Seeing Brockley through a new lens #Brockley365

Health consultant and writer Katy Cooper has written this latest guest blog about her year-long project photographing her neighbourhood.

Six months ago today, I was reading on Next City’s website about Chuck Wolf’s book, ‘Seeing the Better City’, which exhorts us to use our cameras to keep an urban diary as a de facto planning tool – and I realised I don’t really know that much about my neighbourhood: Brockley, South-East London. Despite moving in 17 years ago (before the arrival of much-improved transport links and much-inflated house prices), I tend to rattle about in the same few streets, the same few cafés and the same park: I needed a reason to expand my horizons. So, I’m doing a photography* project, taking a photo a day from Brockley for a whole year and posting it on Twitter (@healthkaty).
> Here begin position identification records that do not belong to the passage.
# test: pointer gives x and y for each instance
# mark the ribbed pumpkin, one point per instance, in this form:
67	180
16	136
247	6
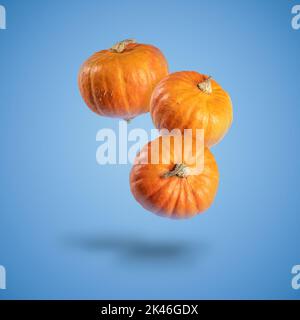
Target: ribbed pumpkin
190	100
118	82
173	189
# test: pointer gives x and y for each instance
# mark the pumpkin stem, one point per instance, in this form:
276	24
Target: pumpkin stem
119	47
180	170
205	86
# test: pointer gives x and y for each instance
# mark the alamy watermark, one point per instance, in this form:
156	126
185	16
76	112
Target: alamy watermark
296	277
296	17
2	17
2	278
171	147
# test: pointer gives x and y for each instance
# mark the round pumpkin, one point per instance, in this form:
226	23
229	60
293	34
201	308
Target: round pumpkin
190	100
171	188
118	82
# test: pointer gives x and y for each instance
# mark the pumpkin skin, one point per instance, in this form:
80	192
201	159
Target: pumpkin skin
158	189
190	100
118	82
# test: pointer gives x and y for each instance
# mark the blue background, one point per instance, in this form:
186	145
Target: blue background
70	228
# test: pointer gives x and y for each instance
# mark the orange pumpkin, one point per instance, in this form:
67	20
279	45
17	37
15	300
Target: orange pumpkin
170	188
190	100
118	82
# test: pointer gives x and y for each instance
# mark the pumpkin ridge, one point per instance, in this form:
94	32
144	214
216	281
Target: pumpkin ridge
92	77
177	199
121	79
162	205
Some of the photos are time bound: the spring blossom for which Brockley is rightly famed, Open House Weekend, the London Marathon, Brockley Max festival, conkers in September, the demise of a local garage, and (stretching the definition of ‘Brockley’ to breaking point) the Tall Ships Festival at Woolwich – or a car, abandoned after a crash, that sat on the pavement for months before being removed. But most are simply Interesting Things that I have encountered on my meanderings over the course of six months: the local cemeteries (notably Nunhead, one of the Victorians’ ‘Magnificent Seven’), new cafes and businesses, hidden mews, beautiful flowers in front gardens and at the station, Brockley’s famous street art, and all the buildings featured in a June conference about innovation in the conservation area.

I’m loving it. It gives me a reason to get out and about,** to check out places of which I’ve heard but never visited, and (if I’m running) an excuse to take a quick breather to get a picture! Beyond the photos themselves, I’ve never been more aware both of the transience of place – the fleeting bursts of colour from summer flowers, the very first subtle shifts marking the transition between seasons – and of its history and continuity. And I know what makes Brockley ‘Brockley’, even as its boundaries morph into Nunhead, Lewisham, Ladywell, New Cross, Honor Oak… SE4 is my place. It’s home.

You can find the photos by searching on Twitter for #Brockley365, and I will blog more about this again, over on my own website.

Finally: all suggestions for local photos are welcome – after all, I have another 183 days to go!

* I say ‘photography’, but this is something of an overstatement. I’m using my iPhone camera, for convenience – I can snap whenever I want.

** I confess that I do occasionally use a photo that I took on an earlier day – but I try to post them on the same day they are taken whenever I can.